4. Convert the leftover (see code block above) back to the fee paying asset and refund it as free balance.
#### pallet-revive
Currently, we just collect the storage deposits from the free balance of the tx signer. We change this behaviour to collect it from the hold balance using the name (reason) given by the above trait. At whatever point there is not enough held balance left we just roll back the whole tx (just as we do now).

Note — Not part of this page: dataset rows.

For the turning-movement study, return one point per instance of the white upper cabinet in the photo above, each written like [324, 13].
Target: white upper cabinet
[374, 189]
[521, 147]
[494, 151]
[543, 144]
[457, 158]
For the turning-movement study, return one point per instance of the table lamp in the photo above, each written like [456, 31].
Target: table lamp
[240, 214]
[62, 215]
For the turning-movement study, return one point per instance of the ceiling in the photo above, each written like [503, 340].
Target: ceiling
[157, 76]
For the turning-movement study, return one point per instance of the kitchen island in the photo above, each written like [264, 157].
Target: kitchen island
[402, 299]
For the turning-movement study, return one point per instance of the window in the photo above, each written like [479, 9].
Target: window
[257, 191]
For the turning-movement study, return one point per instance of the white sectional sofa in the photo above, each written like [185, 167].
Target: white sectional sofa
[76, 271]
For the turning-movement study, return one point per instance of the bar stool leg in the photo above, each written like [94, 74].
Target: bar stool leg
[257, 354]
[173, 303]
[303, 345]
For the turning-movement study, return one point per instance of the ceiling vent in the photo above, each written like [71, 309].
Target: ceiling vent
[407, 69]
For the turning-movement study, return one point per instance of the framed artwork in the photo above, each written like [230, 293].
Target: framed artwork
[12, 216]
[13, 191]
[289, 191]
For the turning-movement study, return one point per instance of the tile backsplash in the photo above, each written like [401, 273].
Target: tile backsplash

This requires `pallet-revive` to learn about the name of the hold that those funds are held in. So we add a config knob that we expect the runtime to fill:
```rust
type Config {
...
type TxPaymentHoldReason: Get<T::RuntimeHoldReason>;
}
```
Runtimes that use a custom `OnChargeAssetTransaction` implementation won’t work with `pallet-revive` unless they implement the same hold and release logic. It just fails at runtime when trying to collect the deposit. Nothing dangerous can happen. In practice none of the relevant runtimes do. Enforcing this at compile time will be hard as there is not a single pallet-transaction-payment we could add bounds on. With this solution we can get away with no additional tight coupling.

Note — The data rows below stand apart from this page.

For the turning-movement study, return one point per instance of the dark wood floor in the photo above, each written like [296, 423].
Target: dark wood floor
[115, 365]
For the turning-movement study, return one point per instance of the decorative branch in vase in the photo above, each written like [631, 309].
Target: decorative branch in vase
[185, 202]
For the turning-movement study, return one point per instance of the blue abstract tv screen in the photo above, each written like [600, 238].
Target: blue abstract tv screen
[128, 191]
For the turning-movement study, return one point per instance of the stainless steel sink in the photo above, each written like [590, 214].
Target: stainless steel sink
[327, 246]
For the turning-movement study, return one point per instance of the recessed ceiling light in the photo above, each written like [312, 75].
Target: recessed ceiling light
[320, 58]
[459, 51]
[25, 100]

This of course requires that the storage deposit was collected as a Weight fee. This means that the Weight is increased by the storage deposit so that the tx fee will cover the deposit too. The extrinsics no longer will take a storage\_deposit\_limit but operate in a “leftover” mode. They just take from the hold and roll back when they run out. We will do that for all extrinsics. Not only for the eth ones. Otherwise we won’t be able to profit from paying deposits in any fee paying asset.
### Risks
- We change the behavior for all runtimes that use `SwapAssetAdapter` or the `FungiblesAdapter` for all transactions. Any flaw in the logic or implementation will have wide reaching effects.
- The hold and release could add more overhead to transaction payment as it may add more storage accesses. But the holds should be stored inline with the free balance and no additional accounts are touched. Benchmarking will show though.

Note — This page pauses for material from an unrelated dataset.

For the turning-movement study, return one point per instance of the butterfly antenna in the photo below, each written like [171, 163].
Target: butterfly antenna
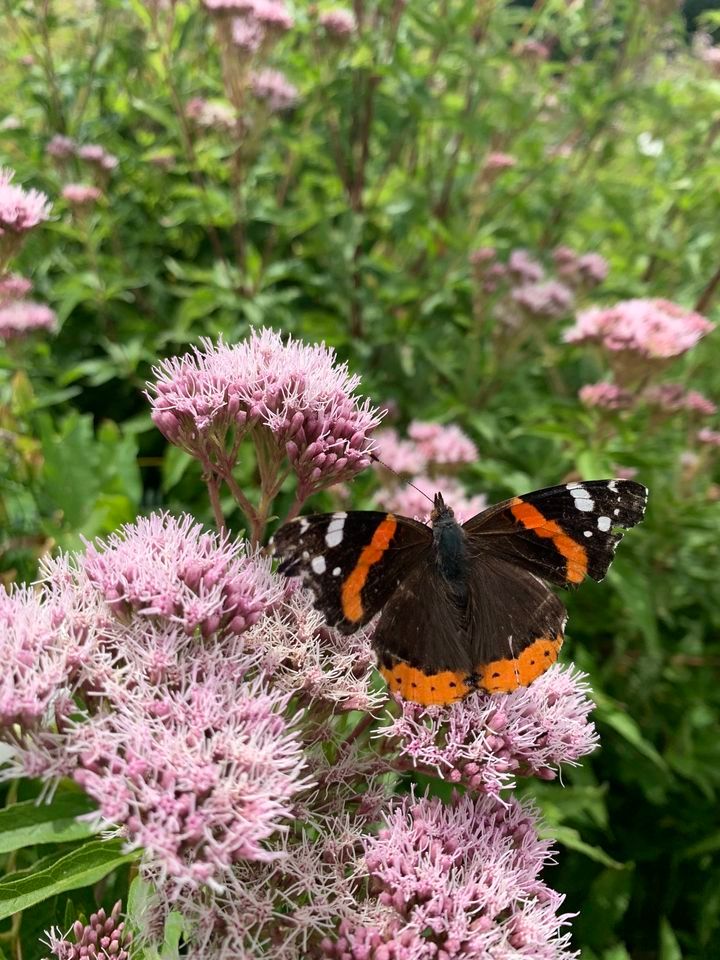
[401, 478]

- The pre-dispatch weight will include the deposit making the extrinsic appear heavier than it is because it includes the storage deposit as weight. This will be corrected post-dispatch though. Hence it will only slightly affect filling blocks up optimally. We will also exclude the code upload deposit from the storage deposit as those would blow up the weight too much. But only developers and not users are affected by this additional deposit not covered by the displayed fee. Something that can be documented.
## Rejected options
### Don’t charge a deposit at all
Just don’t charge anything for deposits. Discarded because this will leave the chain vulnerable to storage bloat attacks. The weights are chosen to only account for computation. So filling up the disk space cheaply will be trivial. [Frontier already got attacked and only recovered because the attacker decided to stop.](https://forum.moonbeam.network/t/solving-the-xen-spamming-issue/1689)
### Charge deposit from the weight meter
This is essentially what frontier is doing. But you will run into massive tuning problems when conflating resources: Charging additional computation for disk space. If you choose the number too low then you will be attackable (see above). If you choose it too high you are wasting block space.
### Don’t mention the storage deposit at all to the Ethereum wallets
This is essentially what all the other pallets are doing. The tx fee of any other extrinsic just includes the weight. If the pallet is taking any deposit it is just taken and the user is left wondering why more balance disappeared from their free balance. For fixed functions this might be acceptable. But for contracts the users rightfully expect that there are no extra charges. Especially since Ethereum wallets only see free balance and nothing else.
# Open Questions
- Is it okay to make this change globally or should we only apply this to revive transactions? It would be complicated to special case. But it might be worth it if the performance impact is there.
- Does the hold and release have a performance impact?
# Future Work/Enhancements
It might be worthwhile to make this behaviour more fool proof by encoding in the type system. For example, by sealing the `OnChargeAssetTransaction` trait.